Tangle Breadth Gives A Large k-Connected Set¶
Claim/Theorem¶
Let \(T\) be a tangle of order \(k\) in a matroid \(M\), and let the breadth of \(T\) be \(t\), meaning that the tangle matroid \(M_T\) contains a largest spanning uniform submatroid of size \(t\).
Then:
- \(M\) contains a \(t\)-element \(k\)-connected set \(Z\) such that
\[
M_T|Z \cong U_{k-1,t}.
\]
- If additionally
\[
t\ge 3k-5
\]
and \(k\ge 3\), then the tangle \(T\) is generated by the set \(Z\).

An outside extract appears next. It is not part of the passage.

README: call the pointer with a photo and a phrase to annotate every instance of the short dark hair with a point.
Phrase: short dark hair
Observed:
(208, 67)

Here \(Z\) being \(k\)-connected means that for all \(A\subseteq E(M)\),
\[
\lambda_M(A)\ge \min\{|A\cap Z|,\ |Z-A|,\ k-1\}.
\]
So tangle breadth, not just tangle order, is the intrinsic quantity that yields a genuinely large highly connected set.
Dependencies¶
- None.
Conflicts/Gaps¶
- This theorem does not provide a lower bound on breadth from order or branchwidth alone.
- Therefore it does not upgrade the existing
Omega(n/log n)branchwidth theorem by itself. - For Conjecture 3, it identifies a sharper missing ingredient: prove that the relevant Quantum Tanner parity-check matroids have tangles of large breadth, not merely large order.